For Prof. Jenna Gregory, the boundary between clinic and lab is not a line to be drawn—it’s a space to be explored. As a Clinical Professor and Consultant Pathologist at the University of Aberdeen, she moves seamlessly between diagnosing cancer cases and decoding the complexities of neuroinflammation in ALS. At the 2025 Target ALS Annual Meeting, she shared how that dual lens is reshaping what’s possible in ALS research.
“In cancer diagnostics, we’re already using the immune system in powerful, targeted ways,” she explained. “I kept thinking—why can’t we do that in ALS?”
That question laid the groundwork for her current Target ALS-funded project: a novel approach to reactivate exhausted T cells—a state where immune cells become overexposed to pathological signals and lose their ability to respond effectively. It’s a phenomenon well-characterized in cancer but underexplored in ALS, despite growing evidence of its relevance.
“T cells are everywhere—in every organ system,” she said. “If they’re seeing TDP-43 pathology in places like the gut or skin years before motor symptoms appear, they could be burning out early. That might explain why, when they’re finally needed in the brain, they’re no longer able to help.”
Prof.Gregory’s lab is also expanding its focus beyond treatment to precision prevention, aiming to detect early ALS pathology in peripheral tissues and intervene years before symptoms emerge. “Prevention looks different for everyone,” she noted. “We’re working on strategies that reflect that.”
Prof. Gregory’s work zeroes in on a protein that suppresses T cell activity—one found elevated in both ALS models and human tissue. Her goal: to develop an antibody that blocks this protein, restoring immune function in the right patients. Crucially, the same protein may also serve as a biomarker, enabling both diagnosis and treatment—a dual strategy known as theragnostics.
“It’s a concept borrowed from oncology,” she said. “You use the same molecule to diagnose and to treat. That way, you can immediately see if the therapy is having an effect in the person who needs it.”
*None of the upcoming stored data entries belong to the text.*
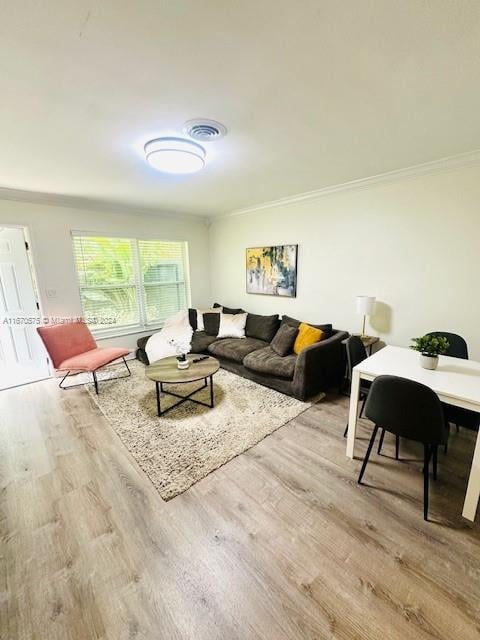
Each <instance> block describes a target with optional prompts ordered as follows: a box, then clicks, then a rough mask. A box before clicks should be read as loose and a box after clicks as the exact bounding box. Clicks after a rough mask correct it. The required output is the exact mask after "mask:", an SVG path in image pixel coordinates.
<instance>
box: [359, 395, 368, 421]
mask: <svg viewBox="0 0 480 640" xmlns="http://www.w3.org/2000/svg"><path fill="white" fill-rule="evenodd" d="M366 402H367V396H365V397H364V399H363V402H362V407H361V409H360V414H359V416H358V417H359V418H361V417H362V415H363V410H364V409H365V403H366Z"/></svg>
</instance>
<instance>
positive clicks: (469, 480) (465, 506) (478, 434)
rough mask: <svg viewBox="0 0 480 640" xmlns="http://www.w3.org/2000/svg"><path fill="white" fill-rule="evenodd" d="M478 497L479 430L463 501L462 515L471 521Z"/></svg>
mask: <svg viewBox="0 0 480 640" xmlns="http://www.w3.org/2000/svg"><path fill="white" fill-rule="evenodd" d="M479 497H480V431H479V432H478V433H477V443H476V444H475V452H474V454H473V460H472V466H471V468H470V476H469V478H468V485H467V493H466V495H465V502H464V503H463V512H462V515H463V517H464V518H467V520H471V521H472V522H473V521H474V520H475V514H476V512H477V505H478V499H479Z"/></svg>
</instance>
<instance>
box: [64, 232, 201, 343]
mask: <svg viewBox="0 0 480 640" xmlns="http://www.w3.org/2000/svg"><path fill="white" fill-rule="evenodd" d="M73 248H74V256H75V265H76V269H77V274H78V280H79V285H80V297H81V301H82V308H83V313H84V317H85V320H86V322H87V323H88V325H89V326H90V328H91V329H92V331H94V332H95V333H97V334H101V333H108V334H109V335H112V334H114V333H115V332H117V330H119V329H120V330H125V329H135V328H138V329H142V328H147V327H151V326H158V325H160V324H162V323H163V321H164V320H165V319H166V318H167V317H168V316H170V315H172V314H173V313H175V312H177V311H179V310H180V309H184V308H186V307H187V306H188V298H189V291H188V281H187V265H186V263H187V248H186V243H184V242H167V241H163V240H137V239H134V238H106V237H100V236H93V235H92V236H91V235H83V234H74V235H73Z"/></svg>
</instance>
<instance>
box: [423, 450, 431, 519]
mask: <svg viewBox="0 0 480 640" xmlns="http://www.w3.org/2000/svg"><path fill="white" fill-rule="evenodd" d="M429 463H430V450H429V446H428V444H424V445H423V519H424V520H428V484H429V478H430V473H429V469H428V467H429Z"/></svg>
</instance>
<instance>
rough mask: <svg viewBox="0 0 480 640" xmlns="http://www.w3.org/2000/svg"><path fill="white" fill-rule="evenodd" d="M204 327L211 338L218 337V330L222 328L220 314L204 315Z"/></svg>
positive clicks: (205, 314)
mask: <svg viewBox="0 0 480 640" xmlns="http://www.w3.org/2000/svg"><path fill="white" fill-rule="evenodd" d="M203 326H204V329H205V333H207V334H208V335H209V336H217V335H218V329H219V328H220V314H219V313H204V314H203Z"/></svg>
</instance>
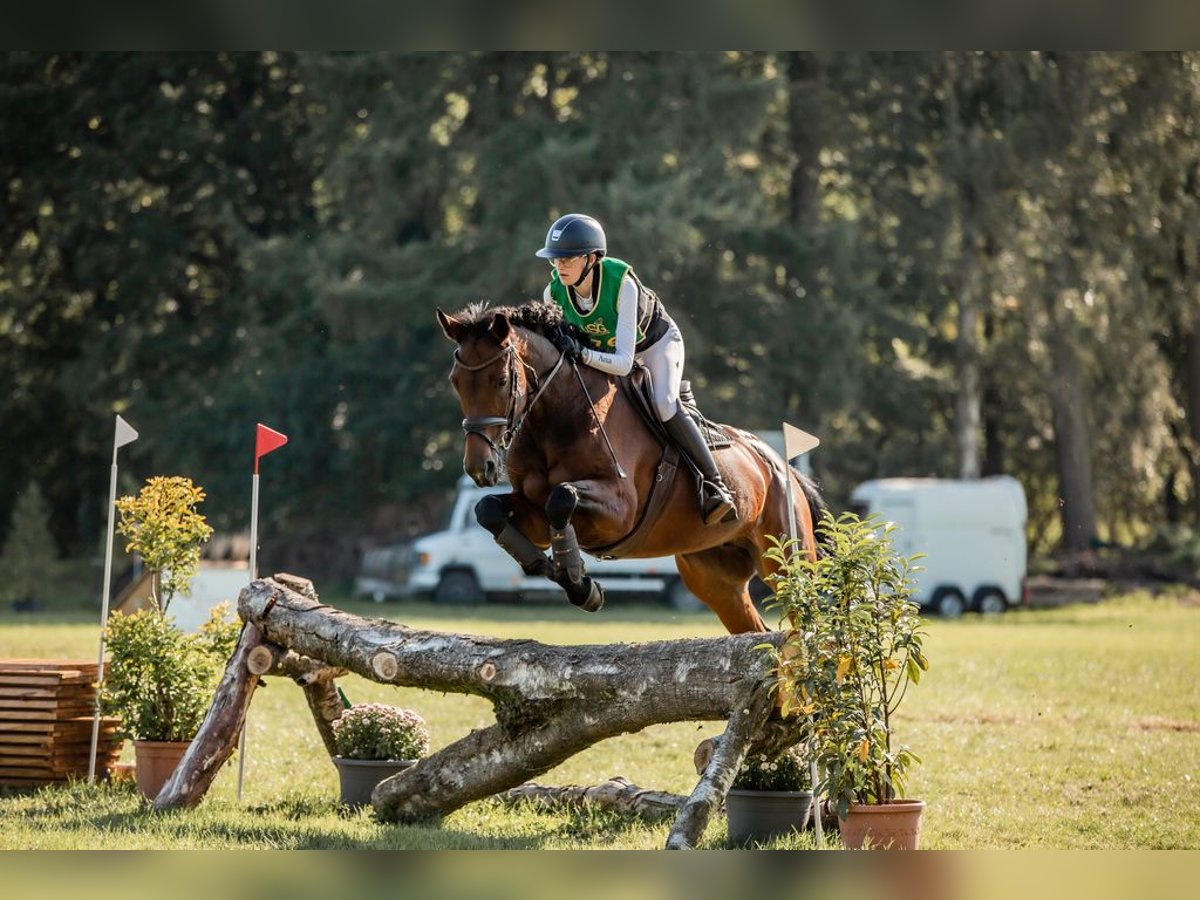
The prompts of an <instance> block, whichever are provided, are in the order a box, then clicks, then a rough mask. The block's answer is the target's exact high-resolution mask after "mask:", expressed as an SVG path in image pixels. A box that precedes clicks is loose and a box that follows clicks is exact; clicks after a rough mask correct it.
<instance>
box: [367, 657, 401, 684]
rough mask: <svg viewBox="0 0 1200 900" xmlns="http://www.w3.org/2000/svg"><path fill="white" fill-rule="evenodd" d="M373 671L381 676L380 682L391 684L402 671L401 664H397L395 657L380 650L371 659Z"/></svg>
mask: <svg viewBox="0 0 1200 900" xmlns="http://www.w3.org/2000/svg"><path fill="white" fill-rule="evenodd" d="M371 671H372V672H374V673H376V674H377V676H379V678H380V680H384V682H390V680H391V679H392V678H395V677H396V673H397V672H398V671H400V664H397V662H396V656H395V655H392V654H390V653H388V652H386V650H380V652H379V653H377V654H376V655H374V656H372V658H371Z"/></svg>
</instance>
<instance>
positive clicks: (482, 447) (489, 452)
mask: <svg viewBox="0 0 1200 900" xmlns="http://www.w3.org/2000/svg"><path fill="white" fill-rule="evenodd" d="M438 322H439V323H440V325H442V330H443V331H444V332H445V336H446V337H449V338H450V340H451V341H454V342H455V343H456V344H458V347H457V348H456V349H455V352H454V367H452V368H451V370H450V384H452V385H454V389H455V392H456V394H457V395H458V404H460V406H461V407H462V414H463V420H462V427H463V431H466V432H467V440H466V450H464V451H463V457H462V468H463V472H466V473H467V474H468V475H470V476H472V479H473V480H474V481H475V484H476V485H494V484H497V482H498V481H499V480H500V450H502V449H506V442H508V440H509V439H510V437H511V427H512V422H514V415H515V413H516V403H517V398H518V396H520V390H521V389H520V385H518V384H517V379H518V378H520V377H521V372H520V366H518V365H517V350H516V346H515V343H514V334H512V325H511V323H510V322H509V317H508V314H506V313H505V312H504V311H503V310H497V311H494V312H493V313H492V314H491V316H485V317H482V318H480V319H479V320H470V319H468V318H457V317H455V316H449V314H446V313H444V312H442V310H438Z"/></svg>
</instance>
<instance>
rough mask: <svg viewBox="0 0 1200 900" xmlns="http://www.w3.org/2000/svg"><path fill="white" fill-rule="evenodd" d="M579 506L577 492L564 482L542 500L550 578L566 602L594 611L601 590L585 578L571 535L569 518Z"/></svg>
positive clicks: (553, 490) (574, 527) (574, 542)
mask: <svg viewBox="0 0 1200 900" xmlns="http://www.w3.org/2000/svg"><path fill="white" fill-rule="evenodd" d="M578 505H580V492H578V490H577V488H576V487H575V485H572V484H569V482H564V484H562V485H558V486H556V487H554V488H553V490H552V491H551V492H550V498H548V499H547V500H546V518H548V520H550V548H551V551H552V552H553V556H554V563H553V565H554V569H553V574H552V575H551V577H552V578H553V580H554V581H557V582H558V583H559V584H562V587H563V589H564V590H565V592H566V599H568V600H570V601H571V602H572V604H575V605H576V606H578V607H580V608H581V610H583V611H584V612H596V611H598V610H599V608H600V607H601V606H604V588H601V587H600V583H599V582H596V581H595V580H594V578H592V577H589V576H588V575H587V571H586V569H584V565H583V554H582V553H581V552H580V540H578V538H576V536H575V526H572V524H571V516H574V515H575V509H576V506H578Z"/></svg>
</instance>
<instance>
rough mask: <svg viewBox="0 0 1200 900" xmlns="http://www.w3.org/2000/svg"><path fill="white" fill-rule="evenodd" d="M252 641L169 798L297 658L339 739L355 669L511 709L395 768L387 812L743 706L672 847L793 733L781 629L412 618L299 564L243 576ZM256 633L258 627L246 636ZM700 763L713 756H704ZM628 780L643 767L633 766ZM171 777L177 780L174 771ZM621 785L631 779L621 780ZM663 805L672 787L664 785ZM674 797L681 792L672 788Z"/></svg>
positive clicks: (223, 690)
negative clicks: (265, 575) (781, 718)
mask: <svg viewBox="0 0 1200 900" xmlns="http://www.w3.org/2000/svg"><path fill="white" fill-rule="evenodd" d="M239 612H240V614H241V618H242V620H244V622H245V623H246V634H245V635H244V638H245V640H244V642H242V643H240V644H239V648H238V652H235V654H234V658H233V659H230V662H229V667H228V670H227V672H226V679H224V680H223V682H222V685H227V684H228V685H229V686H228V689H224V690H218V692H217V696H216V698H215V701H214V706H212V708H211V709H210V710H209V718H208V719H206V720H205V728H209V724H210V721H211V722H212V727H211V730H209V731H205V730H202V734H200V736H199V737H198V740H199V739H200V738H203V740H204V745H205V748H206V750H204V751H203V752H200V751H197V752H194V754H190V755H188V757H185V761H184V762H182V763H181V764H180V767H179V769H178V770H176V772H175V774H174V775H173V778H172V781H170V782H168V787H170V790H169V791H168V790H167V788H166V787H164V790H163V792H162V793H161V794H160V797H158V798H157V800H156V803H155V809H158V810H162V809H173V808H176V806H181V805H182V806H191V805H194V804H196V803H198V802H199V799H200V798H202V797H203V793H204V791H205V790H206V787H208V785H209V784H210V782H211V779H212V776H214V775H215V773H216V770H217V769H218V768H220V766H221V763H222V762H223V761H224V760H226V758H228V756H229V754H230V752H232V751H233V745H234V743H235V740H236V727H235V726H238V727H240V722H241V721H244V718H245V713H246V707H247V704H248V703H250V697H251V694H252V692H253V688H254V685H257V683H258V677H259V674H265V673H281V674H289V676H290V677H293V678H294V679H295V680H296V682H298V683H299V684H301V685H302V686H304V689H305V694H306V697H307V700H308V704H310V708H311V709H312V713H313V719H314V720H316V722H317V727H318V730H319V731H320V733H322V739H323V740H324V742H325V745H326V749H329V750H330V752H331V754H332V742H331V728H330V725H331V722H332V721H334V719H336V718H337V715H340V713H341V704H340V701H338V698H337V694H336V689H335V688H334V678H336V677H338V676H341V674H344V673H346V672H356V673H358V674H360V676H364V677H365V678H370V679H372V680H376V682H380V683H386V684H395V685H403V686H414V688H424V689H426V690H437V691H454V692H460V694H474V695H478V696H481V697H485V698H487V700H488V701H491V703H492V706H493V709H494V712H496V720H497V724H496V725H494V726H492V727H490V728H484V730H480V731H473V732H470V733H469V734H467V736H466V737H463V738H461V739H460V740H457V742H456V743H454V744H450V745H449V746H446V748H443V749H442V750H440V751H438V752H436V754H433V755H432V756H427V757H425V758H422V760H420V761H419V762H418V763H416V764H415V766H413V767H412V768H408V769H406V770H403V772H401V773H400V774H397V775H394V776H392V778H389V779H386V780H385V781H383V782H380V785H379V786H378V787H377V788H376V791H374V794H373V797H372V805H373V806H374V810H376V814H377V816H378V817H379V818H382V820H384V821H392V822H419V821H428V820H437V818H439V817H442V816H444V815H448V814H449V812H452V811H454V810H456V809H458V808H461V806H463V805H464V804H467V803H470V802H472V800H478V799H482V798H485V797H491V796H493V794H502V793H504V792H505V791H510V790H511V788H516V787H518V786H520V785H523V784H526V782H527V781H528V779H529V778H530V776H536V775H539V774H541V773H544V772H547V770H548V769H551V768H553V767H554V766H557V764H559V763H560V762H563V761H564V760H566V758H569V757H571V756H574V755H575V754H577V752H580V751H581V750H583V749H586V748H588V746H590V745H592V744H595V743H596V742H599V740H602V739H605V738H610V737H616V736H618V734H624V733H629V732H636V731H641V730H642V728H646V727H647V726H649V725H655V724H660V722H674V721H713V720H726V721H727V722H728V725H727V727H726V730H725V733H724V734H722V736H721V738H720V740H719V742H715V743H714V744H712V745H710V746H709V752H708V754H706V756H707V757H708V758H707V760H706V764H704V766H703V772H702V773H701V774H702V778H701V780H700V784H698V785H697V787H696V790H695V791H694V792H692V794H691V796H690V797H689V798H685V799H684V798H679V800H680V803H679V810H678V811H677V814H676V821H674V824H673V827H672V829H671V835H670V838H668V840H667V846H668V847H680V848H683V847H691V846H695V845H696V842H697V841H698V840H700V838H701V836H702V835H703V830H704V828H706V827H707V824H708V821H709V818H710V816H712V814H713V812H714V811H715V810H716V809H718V808H719V805H720V803H721V802H722V800H724V799H725V794H726V792H727V791H728V786H730V782H731V781H732V779H733V775H734V773H736V772H737V769H738V767H739V766H740V763H742V760H743V758H744V757H745V754H746V752H748V751H752V750H755V749H756V748H757V746H761V745H763V744H774V743H776V742H778V740H779V728H778V727H773V726H770V725H768V716H769V714H770V712H772V708H773V703H772V702H770V695H769V691H768V690H767V684H768V677H769V676H770V668H772V656H770V654H768V653H766V652H763V648H762V647H761V644H764V643H766V644H770V646H775V647H778V646H779V644H780V642H781V641H782V637H784V636H782V635H780V634H770V635H762V634H748V635H732V636H728V637H719V638H695V640H679V641H656V642H649V643H637V644H598V646H580V647H562V646H552V644H542V643H539V642H536V641H520V640H517V641H514V640H500V638H491V637H479V636H473V635H460V634H448V632H438V631H425V630H418V629H410V628H407V626H404V625H398V624H395V623H391V622H388V620H384V619H362V618H359V617H358V616H352V614H349V613H346V612H342V611H340V610H336V608H334V607H330V606H324V605H323V604H320V602H319V601H318V600H317V595H316V592H314V590H313V589H312V586H311V584H310V583H308V582H306V581H304V580H300V578H294V577H292V576H276V578H274V580H272V578H264V580H259V581H256V582H253V583H251V584H250V586H247V587H246V588H244V589H242V592H241V595H240V598H239ZM247 635H248V637H247ZM698 768H700V767H698ZM624 784H625V785H628V782H624ZM172 785H174V786H173V787H172ZM611 787H612V790H608V792H607V793H608V794H614V792H616V794H619V793H620V791H619V790H617V787H616V786H613V785H611ZM628 791H629V792H632V793H634V794H638V793H640V794H642V796H641V800H640V802H638V800H636V799H635V803H634V805H635V806H637V805H638V803H641V805H642V806H644V808H647V809H649V808H650V806H653V805H655V804H660V803H667V798H672V796H670V794H656V793H655V796H654V797H653V798H650V797H649V796H648V794H647V792H641V791H640V790H638V788H635V787H634V786H632V785H628ZM672 802H673V798H672Z"/></svg>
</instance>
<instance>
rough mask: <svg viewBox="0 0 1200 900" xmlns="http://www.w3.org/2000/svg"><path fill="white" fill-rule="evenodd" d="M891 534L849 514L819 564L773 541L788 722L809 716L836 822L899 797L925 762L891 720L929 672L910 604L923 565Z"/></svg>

That precision is key, especially in a disease as heterogeneous as ALS. Not every patient shows the same immune profile—and in Prof. Gregory’s view, that’s exactly why personalization is essential. “This isn’t a one-size-fits-all approach,” she said. “It’s about working out who will benefit, and tailoring interventions accordingly.”
For Prof. Gregory, support from Target ALS has been instrumental—not just financially, but intellectually. “Both of our grants from Target ALS were for ideas we couldn’t get funded anywhere else,” she said. “They weren’t pedestrian. But Target saw the value. That support allowed us—and the lab—to work on something truly transformative.”
This was her fourth time attending the Target ALS Annual Meeting, and she views it as more than just a conference. “It’s a place where high-risk, high-reward ideas are welcomed,” she said. “Where novel thinking is encouraged. And where you get to connect with a global community that wants to push this field forward.”
If Prof. Gregory’s work is any indication, the future of ALS research will not only be more precise—it will be more personal.